David Harbin, representative for the applicant, said part of the problem the subdivision had last summer with mud slides after heavy rains was that the original plan used swells and ditches instead of pipes, which has since been corrected.

“The best plan is to get the water into pipes and keep it there. We don’t want surcharging. We can make the pipe sizes even bigger. We have adequate building area and square footage,” Harbin said.

Fox Run resident Gary Bishop said, “We went through all the problems last summer with rivers of mud in the streets and in our yards. I’m trying to make sure they don’t create a new problem for the new people.”

The developers also requested that lot 175 be subdivided into three lots. The Commission and town staff expressed concern about whether all of the lots could be built upon because of the drainage pipes and concerns about maintenance if there should be a problem with the pipes.

Ruth Hawk, town community development director, said, “There’s been a lot of error up there; we’re trying to leave a fair amount of margin of error on these steep slopes and for the future homeowners.”

The Commission deemed the plan was unsatisfactory and sent it back to be workshopped again at the next FMPC meeting, Thursday, Feb. 17.

In other news, the Commission voted:

• Unanimously (6-0) to accept the 2004 Annual Development Report after it was presented by town development coordinator Mark Shipley.

“The past year has been extremely busy in overall development in the town of Farragut. Development activity continued to be strong, and actually exceeded the record levels of the previous year in some categories,” Shipley said.

The major indicators of development activity examined in the report were building permits, subdivisions, site plans and rezonings.

Shipley said building permits and site plans dropped from record levels in 2003, but an analysis of the past several years demonstrates these numbers often fluctuate.

“Building permits were almost exclusively for single family detached units, almost ninety-four percent,” he said.

Shipley said the McFee Farm was one of several tracts rezoned in 2004 to the relatively new OSR Overlay District.

“This is probably the biggest residential development in the town’s history, and could spur more residential and commercial growth for the western part of town,” Shipley said.

“Out of sixteen rezonings reviewed, ten were requests to be rezoned to this type of district.

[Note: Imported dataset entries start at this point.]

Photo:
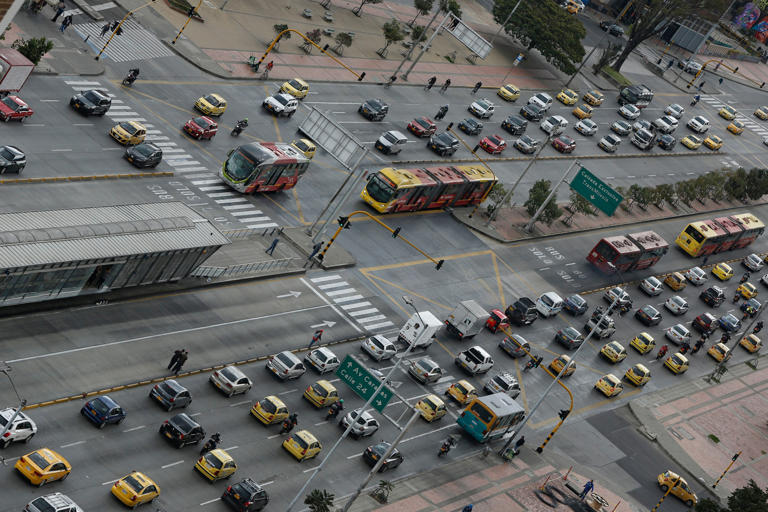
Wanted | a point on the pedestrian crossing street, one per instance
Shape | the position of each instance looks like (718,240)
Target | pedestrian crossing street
(353,304)
(183,164)
(135,43)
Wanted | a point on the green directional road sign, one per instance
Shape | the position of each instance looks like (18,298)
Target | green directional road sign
(594,190)
(355,375)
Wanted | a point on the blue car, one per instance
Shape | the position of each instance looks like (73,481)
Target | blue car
(102,410)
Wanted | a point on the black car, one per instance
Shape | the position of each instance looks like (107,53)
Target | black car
(12,159)
(245,496)
(91,102)
(515,125)
(713,296)
(532,112)
(649,315)
(444,144)
(470,126)
(182,430)
(374,110)
(145,154)
(666,141)
(373,453)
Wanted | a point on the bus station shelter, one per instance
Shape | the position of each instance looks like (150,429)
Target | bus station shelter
(54,254)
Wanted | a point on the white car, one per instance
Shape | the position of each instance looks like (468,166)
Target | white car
(753,262)
(586,127)
(698,124)
(379,347)
(696,276)
(678,333)
(674,110)
(629,111)
(676,304)
(482,108)
(281,104)
(541,100)
(22,428)
(474,360)
(322,360)
(554,125)
(230,380)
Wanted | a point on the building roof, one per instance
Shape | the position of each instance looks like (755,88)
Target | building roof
(53,236)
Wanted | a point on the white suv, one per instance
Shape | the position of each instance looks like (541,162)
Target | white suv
(22,428)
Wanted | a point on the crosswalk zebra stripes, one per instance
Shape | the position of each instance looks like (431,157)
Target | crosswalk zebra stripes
(185,165)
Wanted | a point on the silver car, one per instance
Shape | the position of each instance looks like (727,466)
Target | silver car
(379,347)
(322,360)
(230,380)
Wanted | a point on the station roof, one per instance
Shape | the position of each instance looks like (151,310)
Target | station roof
(60,236)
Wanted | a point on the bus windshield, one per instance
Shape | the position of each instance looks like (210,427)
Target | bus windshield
(379,190)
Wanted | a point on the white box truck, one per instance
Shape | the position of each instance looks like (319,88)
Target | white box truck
(420,329)
(467,319)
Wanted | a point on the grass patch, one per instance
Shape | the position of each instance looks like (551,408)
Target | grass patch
(616,76)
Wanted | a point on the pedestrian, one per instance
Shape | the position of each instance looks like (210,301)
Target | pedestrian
(176,355)
(180,362)
(59,11)
(316,338)
(272,246)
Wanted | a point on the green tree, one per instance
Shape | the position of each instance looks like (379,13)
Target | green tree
(656,15)
(319,501)
(392,34)
(546,27)
(34,48)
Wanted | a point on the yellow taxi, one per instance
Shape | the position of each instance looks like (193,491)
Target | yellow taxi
(736,127)
(211,105)
(677,363)
(676,281)
(609,385)
(713,142)
(461,391)
(643,343)
(128,133)
(508,92)
(719,352)
(321,393)
(638,375)
(296,87)
(216,464)
(135,489)
(668,479)
(305,146)
(691,142)
(567,97)
(727,112)
(594,98)
(270,410)
(751,343)
(722,271)
(747,290)
(583,111)
(431,408)
(560,362)
(302,445)
(43,466)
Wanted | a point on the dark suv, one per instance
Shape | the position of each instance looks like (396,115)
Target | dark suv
(182,430)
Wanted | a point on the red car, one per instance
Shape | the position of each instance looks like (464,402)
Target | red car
(564,144)
(493,144)
(202,127)
(13,107)
(422,127)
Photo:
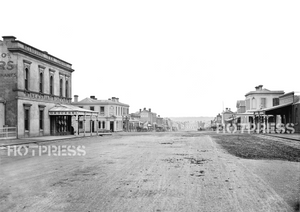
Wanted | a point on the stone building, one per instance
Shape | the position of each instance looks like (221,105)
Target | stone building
(147,116)
(31,83)
(256,100)
(111,113)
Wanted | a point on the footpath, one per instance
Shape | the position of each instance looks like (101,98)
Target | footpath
(295,136)
(36,140)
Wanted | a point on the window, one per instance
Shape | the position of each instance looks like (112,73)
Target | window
(248,104)
(41,82)
(253,106)
(51,85)
(275,101)
(263,102)
(67,88)
(26,77)
(102,109)
(26,119)
(41,119)
(60,87)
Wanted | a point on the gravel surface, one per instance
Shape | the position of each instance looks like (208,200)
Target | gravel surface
(136,172)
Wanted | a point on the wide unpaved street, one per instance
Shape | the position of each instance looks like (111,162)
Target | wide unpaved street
(136,172)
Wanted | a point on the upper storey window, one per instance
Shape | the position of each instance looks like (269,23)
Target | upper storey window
(26,79)
(26,74)
(41,78)
(60,87)
(51,85)
(41,82)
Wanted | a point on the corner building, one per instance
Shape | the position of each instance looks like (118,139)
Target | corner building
(32,82)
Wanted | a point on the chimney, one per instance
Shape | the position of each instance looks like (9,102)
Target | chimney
(9,38)
(75,98)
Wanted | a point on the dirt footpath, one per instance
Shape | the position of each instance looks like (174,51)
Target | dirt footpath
(143,172)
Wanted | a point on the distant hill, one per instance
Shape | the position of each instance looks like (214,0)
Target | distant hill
(191,119)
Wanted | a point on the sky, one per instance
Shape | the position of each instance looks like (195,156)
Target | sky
(179,58)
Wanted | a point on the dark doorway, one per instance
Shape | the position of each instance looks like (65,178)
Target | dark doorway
(111,126)
(93,126)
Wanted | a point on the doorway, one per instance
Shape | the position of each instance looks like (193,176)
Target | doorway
(111,126)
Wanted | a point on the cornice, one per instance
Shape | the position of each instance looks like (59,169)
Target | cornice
(23,51)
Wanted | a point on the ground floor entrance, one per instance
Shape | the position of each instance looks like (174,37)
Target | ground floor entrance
(111,126)
(61,125)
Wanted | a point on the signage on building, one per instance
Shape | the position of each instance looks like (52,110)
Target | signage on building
(7,66)
(286,99)
(144,115)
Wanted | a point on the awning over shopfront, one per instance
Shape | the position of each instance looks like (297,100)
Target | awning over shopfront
(276,107)
(67,110)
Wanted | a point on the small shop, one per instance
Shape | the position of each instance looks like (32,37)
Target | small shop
(67,119)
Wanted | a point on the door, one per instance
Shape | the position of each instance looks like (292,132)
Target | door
(111,126)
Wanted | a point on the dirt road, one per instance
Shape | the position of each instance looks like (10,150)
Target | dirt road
(138,172)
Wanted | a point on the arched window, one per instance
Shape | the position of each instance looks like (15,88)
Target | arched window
(67,88)
(60,87)
(51,85)
(41,82)
(26,80)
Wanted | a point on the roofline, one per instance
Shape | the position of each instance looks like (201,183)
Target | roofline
(99,103)
(263,92)
(24,51)
(286,94)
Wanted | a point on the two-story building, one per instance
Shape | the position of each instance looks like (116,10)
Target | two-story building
(147,117)
(32,83)
(256,100)
(111,113)
(286,113)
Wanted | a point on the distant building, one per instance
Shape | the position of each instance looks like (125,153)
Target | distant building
(261,98)
(147,116)
(111,113)
(241,106)
(256,100)
(227,116)
(286,113)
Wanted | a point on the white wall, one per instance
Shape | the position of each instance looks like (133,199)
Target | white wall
(2,114)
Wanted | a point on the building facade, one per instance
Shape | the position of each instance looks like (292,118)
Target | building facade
(31,82)
(256,100)
(111,113)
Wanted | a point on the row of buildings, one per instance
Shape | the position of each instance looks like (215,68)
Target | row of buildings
(265,110)
(36,98)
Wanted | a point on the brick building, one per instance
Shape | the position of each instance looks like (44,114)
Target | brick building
(111,113)
(31,83)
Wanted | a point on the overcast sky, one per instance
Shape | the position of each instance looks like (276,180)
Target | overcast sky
(179,58)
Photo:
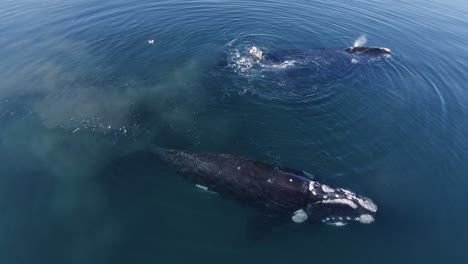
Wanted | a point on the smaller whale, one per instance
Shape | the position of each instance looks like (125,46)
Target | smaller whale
(280,192)
(316,55)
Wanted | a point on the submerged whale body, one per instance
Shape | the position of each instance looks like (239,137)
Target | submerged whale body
(317,65)
(288,194)
(313,54)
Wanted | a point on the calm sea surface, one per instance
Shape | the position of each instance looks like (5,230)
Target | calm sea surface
(83,94)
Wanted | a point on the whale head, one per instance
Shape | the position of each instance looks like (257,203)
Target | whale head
(338,206)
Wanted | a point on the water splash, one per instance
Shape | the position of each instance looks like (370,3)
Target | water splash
(360,42)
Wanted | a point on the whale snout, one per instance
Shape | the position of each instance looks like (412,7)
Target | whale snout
(369,50)
(337,206)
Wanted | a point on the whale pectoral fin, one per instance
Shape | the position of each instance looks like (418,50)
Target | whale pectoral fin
(260,226)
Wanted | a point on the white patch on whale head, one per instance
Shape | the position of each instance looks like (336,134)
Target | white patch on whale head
(341,201)
(204,188)
(367,204)
(256,52)
(299,216)
(360,42)
(311,185)
(365,219)
(327,188)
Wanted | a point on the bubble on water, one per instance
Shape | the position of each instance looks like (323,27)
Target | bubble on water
(360,42)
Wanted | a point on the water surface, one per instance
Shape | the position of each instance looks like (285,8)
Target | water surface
(83,93)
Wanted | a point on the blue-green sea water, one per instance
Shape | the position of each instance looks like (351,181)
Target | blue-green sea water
(83,93)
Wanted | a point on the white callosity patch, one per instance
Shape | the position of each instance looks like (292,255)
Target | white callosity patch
(341,201)
(365,219)
(367,204)
(347,192)
(338,223)
(311,186)
(256,52)
(204,188)
(327,188)
(300,216)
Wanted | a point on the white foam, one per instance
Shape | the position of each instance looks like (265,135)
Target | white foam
(365,219)
(341,201)
(367,204)
(337,224)
(311,185)
(361,41)
(327,188)
(300,216)
(256,53)
(204,188)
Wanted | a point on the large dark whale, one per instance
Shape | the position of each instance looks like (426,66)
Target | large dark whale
(312,55)
(281,192)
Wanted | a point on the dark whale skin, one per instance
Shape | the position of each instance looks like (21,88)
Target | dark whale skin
(261,185)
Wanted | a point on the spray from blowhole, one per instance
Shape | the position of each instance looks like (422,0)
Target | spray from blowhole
(360,42)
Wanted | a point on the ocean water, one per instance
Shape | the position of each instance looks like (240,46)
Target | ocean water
(83,93)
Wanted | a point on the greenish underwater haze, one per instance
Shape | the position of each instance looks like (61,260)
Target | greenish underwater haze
(83,94)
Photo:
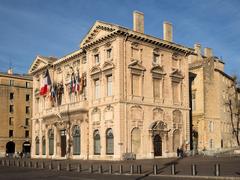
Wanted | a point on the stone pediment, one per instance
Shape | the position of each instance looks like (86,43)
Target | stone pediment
(177,74)
(98,31)
(40,62)
(95,70)
(136,65)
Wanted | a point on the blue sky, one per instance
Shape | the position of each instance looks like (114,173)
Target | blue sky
(55,27)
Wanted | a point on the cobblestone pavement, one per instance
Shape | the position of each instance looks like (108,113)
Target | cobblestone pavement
(229,167)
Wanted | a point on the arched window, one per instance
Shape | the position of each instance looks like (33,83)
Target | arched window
(51,141)
(96,139)
(43,145)
(76,140)
(109,142)
(37,145)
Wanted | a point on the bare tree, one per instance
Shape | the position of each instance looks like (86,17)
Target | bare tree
(233,103)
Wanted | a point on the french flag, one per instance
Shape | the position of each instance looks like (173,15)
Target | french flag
(46,84)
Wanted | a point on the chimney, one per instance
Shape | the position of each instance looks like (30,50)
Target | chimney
(197,48)
(10,71)
(208,52)
(167,31)
(138,21)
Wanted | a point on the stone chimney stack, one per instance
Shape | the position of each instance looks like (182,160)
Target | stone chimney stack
(208,52)
(10,71)
(138,21)
(167,31)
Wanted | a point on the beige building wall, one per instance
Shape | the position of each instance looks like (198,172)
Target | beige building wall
(132,114)
(13,91)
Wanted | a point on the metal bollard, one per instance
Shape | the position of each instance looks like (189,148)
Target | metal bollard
(91,169)
(79,168)
(50,167)
(110,169)
(120,169)
(139,169)
(194,171)
(68,167)
(100,169)
(132,169)
(155,169)
(217,169)
(42,165)
(173,169)
(59,167)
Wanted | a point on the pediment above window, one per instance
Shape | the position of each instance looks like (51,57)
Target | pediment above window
(136,67)
(158,71)
(177,75)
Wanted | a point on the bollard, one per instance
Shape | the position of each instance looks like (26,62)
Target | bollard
(68,167)
(120,169)
(30,164)
(139,169)
(173,170)
(155,169)
(42,165)
(50,167)
(217,169)
(91,169)
(79,168)
(59,167)
(132,169)
(100,169)
(110,169)
(36,164)
(194,171)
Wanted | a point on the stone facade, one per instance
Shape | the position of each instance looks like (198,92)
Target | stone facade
(133,99)
(211,90)
(16,109)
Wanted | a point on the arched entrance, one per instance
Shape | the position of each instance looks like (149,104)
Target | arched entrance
(26,147)
(10,147)
(157,145)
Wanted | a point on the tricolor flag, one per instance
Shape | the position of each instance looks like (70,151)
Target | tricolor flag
(46,84)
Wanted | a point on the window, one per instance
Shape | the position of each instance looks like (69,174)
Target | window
(156,58)
(37,146)
(135,85)
(96,140)
(76,140)
(96,58)
(11,110)
(109,142)
(27,97)
(193,100)
(11,96)
(10,133)
(109,53)
(11,82)
(27,134)
(11,121)
(27,109)
(176,92)
(43,145)
(51,141)
(97,89)
(27,122)
(109,85)
(156,88)
(27,84)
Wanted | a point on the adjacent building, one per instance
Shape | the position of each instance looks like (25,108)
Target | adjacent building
(122,94)
(15,113)
(212,90)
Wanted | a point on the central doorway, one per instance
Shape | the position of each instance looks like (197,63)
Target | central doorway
(157,145)
(63,142)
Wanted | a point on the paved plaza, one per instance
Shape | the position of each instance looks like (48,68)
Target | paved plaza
(229,167)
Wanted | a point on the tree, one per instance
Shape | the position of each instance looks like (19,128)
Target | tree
(233,103)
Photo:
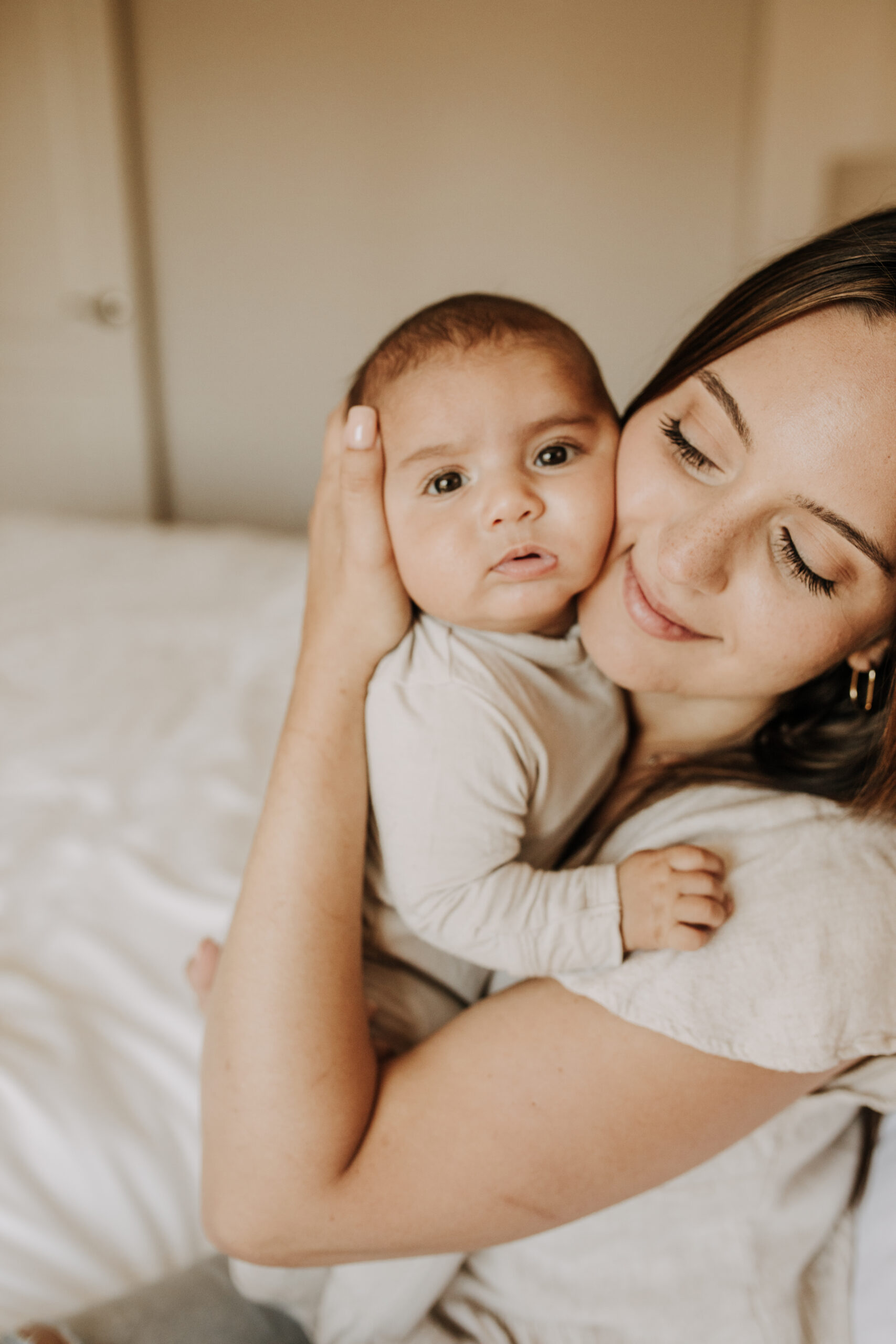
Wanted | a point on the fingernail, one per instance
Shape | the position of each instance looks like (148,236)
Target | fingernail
(361,428)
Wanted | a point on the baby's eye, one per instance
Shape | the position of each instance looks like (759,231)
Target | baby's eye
(554,456)
(445,484)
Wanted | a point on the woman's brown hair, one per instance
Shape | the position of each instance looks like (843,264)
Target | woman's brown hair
(817,741)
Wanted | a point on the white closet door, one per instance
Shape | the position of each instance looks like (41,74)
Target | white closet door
(71,417)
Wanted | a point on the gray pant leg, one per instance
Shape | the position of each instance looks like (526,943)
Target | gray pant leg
(199,1306)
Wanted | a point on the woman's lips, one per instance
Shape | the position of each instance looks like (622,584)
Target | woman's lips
(647,616)
(525,562)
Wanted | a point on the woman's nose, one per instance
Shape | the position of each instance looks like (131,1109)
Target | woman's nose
(512,499)
(696,553)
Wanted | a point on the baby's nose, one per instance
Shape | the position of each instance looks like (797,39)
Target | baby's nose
(513,502)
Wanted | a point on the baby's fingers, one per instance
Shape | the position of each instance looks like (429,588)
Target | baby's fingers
(699,885)
(700,910)
(688,858)
(686,939)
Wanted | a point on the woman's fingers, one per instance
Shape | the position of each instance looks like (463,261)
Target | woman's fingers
(366,536)
(356,603)
(687,858)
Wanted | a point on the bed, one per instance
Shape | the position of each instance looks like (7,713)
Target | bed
(143,676)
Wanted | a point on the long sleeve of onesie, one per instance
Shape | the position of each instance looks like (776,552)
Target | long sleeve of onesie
(452,780)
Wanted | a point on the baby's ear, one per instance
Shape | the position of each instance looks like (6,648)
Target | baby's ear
(863,660)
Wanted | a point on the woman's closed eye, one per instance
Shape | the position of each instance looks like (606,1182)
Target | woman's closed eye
(684,449)
(787,553)
(445,483)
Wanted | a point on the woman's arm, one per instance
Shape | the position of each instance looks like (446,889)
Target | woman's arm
(531,1109)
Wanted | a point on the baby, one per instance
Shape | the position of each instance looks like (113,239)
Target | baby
(491,734)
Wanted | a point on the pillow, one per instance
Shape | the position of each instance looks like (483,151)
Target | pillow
(144,673)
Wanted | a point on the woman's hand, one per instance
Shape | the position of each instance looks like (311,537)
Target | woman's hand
(356,606)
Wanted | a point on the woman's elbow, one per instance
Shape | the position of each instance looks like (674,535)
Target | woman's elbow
(261,1234)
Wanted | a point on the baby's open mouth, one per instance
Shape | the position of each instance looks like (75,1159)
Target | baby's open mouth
(525,562)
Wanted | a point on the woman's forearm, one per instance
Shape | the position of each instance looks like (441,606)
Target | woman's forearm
(289,1073)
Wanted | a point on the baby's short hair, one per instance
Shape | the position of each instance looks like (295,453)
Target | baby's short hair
(462,323)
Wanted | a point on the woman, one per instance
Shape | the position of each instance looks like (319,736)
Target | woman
(712,1098)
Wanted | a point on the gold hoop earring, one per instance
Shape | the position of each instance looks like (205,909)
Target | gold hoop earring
(870,689)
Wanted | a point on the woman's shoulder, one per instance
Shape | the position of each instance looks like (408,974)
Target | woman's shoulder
(804,973)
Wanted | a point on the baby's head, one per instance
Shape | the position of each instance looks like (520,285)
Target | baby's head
(500,448)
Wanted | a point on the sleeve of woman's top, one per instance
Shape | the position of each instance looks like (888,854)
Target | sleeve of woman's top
(450,783)
(804,975)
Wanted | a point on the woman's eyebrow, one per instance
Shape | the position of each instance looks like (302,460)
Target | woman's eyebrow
(718,389)
(859,539)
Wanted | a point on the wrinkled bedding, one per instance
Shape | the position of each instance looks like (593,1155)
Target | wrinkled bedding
(143,678)
(144,673)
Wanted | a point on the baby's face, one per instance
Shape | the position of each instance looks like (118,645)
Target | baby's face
(499,486)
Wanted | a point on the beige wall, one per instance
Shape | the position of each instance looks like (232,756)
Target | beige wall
(824,135)
(318,170)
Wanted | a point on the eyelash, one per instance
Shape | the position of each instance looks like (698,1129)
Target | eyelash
(793,560)
(686,450)
(785,546)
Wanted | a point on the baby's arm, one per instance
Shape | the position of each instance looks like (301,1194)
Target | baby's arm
(450,786)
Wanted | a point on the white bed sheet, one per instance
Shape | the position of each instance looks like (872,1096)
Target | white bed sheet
(143,678)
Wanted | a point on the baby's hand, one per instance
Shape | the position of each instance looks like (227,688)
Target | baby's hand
(672,898)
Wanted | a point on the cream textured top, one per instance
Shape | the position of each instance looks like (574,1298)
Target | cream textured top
(486,753)
(753,1246)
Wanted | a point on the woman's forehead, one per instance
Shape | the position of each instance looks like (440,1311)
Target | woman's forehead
(835,365)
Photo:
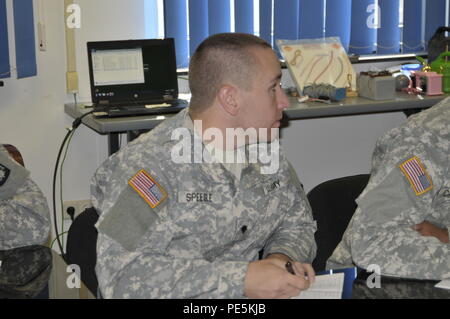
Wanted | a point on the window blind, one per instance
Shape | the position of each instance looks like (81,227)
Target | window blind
(363,26)
(24,38)
(4,47)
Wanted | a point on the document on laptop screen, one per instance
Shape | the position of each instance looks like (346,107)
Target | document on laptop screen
(124,66)
(325,287)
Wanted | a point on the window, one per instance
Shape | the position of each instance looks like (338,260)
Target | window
(364,26)
(25,46)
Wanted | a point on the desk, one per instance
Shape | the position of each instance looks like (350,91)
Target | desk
(350,106)
(398,288)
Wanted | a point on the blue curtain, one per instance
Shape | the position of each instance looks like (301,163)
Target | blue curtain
(338,22)
(219,12)
(151,19)
(434,18)
(388,35)
(353,21)
(412,26)
(4,47)
(311,19)
(244,16)
(286,18)
(175,26)
(363,33)
(24,38)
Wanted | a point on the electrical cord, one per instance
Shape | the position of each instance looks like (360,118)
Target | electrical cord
(75,124)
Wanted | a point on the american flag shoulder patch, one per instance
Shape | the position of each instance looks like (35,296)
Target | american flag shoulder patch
(417,176)
(146,186)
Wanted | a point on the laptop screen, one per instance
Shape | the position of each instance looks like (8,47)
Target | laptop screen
(132,70)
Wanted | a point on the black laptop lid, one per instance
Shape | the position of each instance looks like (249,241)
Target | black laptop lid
(132,70)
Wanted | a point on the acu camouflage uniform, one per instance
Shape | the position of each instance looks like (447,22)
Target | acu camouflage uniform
(192,245)
(380,231)
(24,214)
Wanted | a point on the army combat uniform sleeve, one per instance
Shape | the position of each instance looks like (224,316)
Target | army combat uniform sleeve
(135,258)
(24,215)
(409,185)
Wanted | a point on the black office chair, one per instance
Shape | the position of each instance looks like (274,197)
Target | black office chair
(333,204)
(81,247)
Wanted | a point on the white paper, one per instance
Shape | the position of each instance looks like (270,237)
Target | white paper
(325,287)
(444,284)
(113,67)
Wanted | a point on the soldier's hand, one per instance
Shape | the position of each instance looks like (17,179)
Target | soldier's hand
(426,228)
(269,279)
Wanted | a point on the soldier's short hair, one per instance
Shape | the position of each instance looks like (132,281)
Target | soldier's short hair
(220,59)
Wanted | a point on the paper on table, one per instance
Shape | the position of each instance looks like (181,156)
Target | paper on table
(325,287)
(444,284)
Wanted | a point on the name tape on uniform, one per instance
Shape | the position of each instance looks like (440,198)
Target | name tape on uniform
(197,197)
(417,176)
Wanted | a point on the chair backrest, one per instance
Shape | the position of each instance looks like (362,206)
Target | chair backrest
(81,247)
(14,152)
(333,204)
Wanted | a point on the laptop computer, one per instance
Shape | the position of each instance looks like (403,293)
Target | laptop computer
(134,77)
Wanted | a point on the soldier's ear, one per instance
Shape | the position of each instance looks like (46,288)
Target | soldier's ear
(227,97)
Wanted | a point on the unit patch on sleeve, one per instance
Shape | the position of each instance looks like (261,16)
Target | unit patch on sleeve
(148,188)
(417,176)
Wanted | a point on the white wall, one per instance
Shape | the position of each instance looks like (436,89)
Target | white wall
(32,110)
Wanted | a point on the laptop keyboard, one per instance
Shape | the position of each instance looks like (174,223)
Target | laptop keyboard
(135,109)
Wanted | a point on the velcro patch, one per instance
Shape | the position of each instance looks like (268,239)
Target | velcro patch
(417,176)
(4,174)
(148,188)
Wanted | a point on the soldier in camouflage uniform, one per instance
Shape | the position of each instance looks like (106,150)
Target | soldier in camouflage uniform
(403,216)
(24,214)
(195,230)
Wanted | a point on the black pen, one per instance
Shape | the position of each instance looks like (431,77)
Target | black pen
(289,268)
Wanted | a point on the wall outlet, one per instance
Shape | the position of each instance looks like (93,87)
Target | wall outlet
(78,205)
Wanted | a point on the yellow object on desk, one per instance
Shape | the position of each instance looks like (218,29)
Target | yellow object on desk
(152,106)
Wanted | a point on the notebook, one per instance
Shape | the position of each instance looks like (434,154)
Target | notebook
(133,77)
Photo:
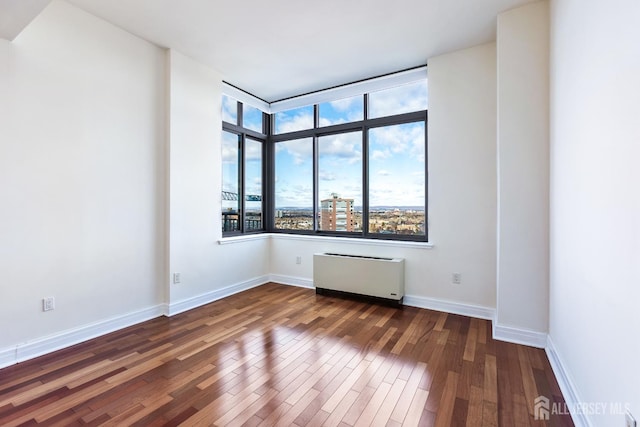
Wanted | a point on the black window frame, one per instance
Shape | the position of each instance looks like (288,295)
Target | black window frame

The O-S-R Overlay District lets development be clustered while leaving a greater amount of property as open space that can be protected,” Shipley said. “The interest in this type of district helped to produce a record number of rezoning requests during the past year.”

In the workshop, the Commission:

• Discussed a request by Shiloh Homeowner’s Association to accept the private street in Shiloh subdivision as a public street. The Commission agreed to move it to a vote at the next meeting.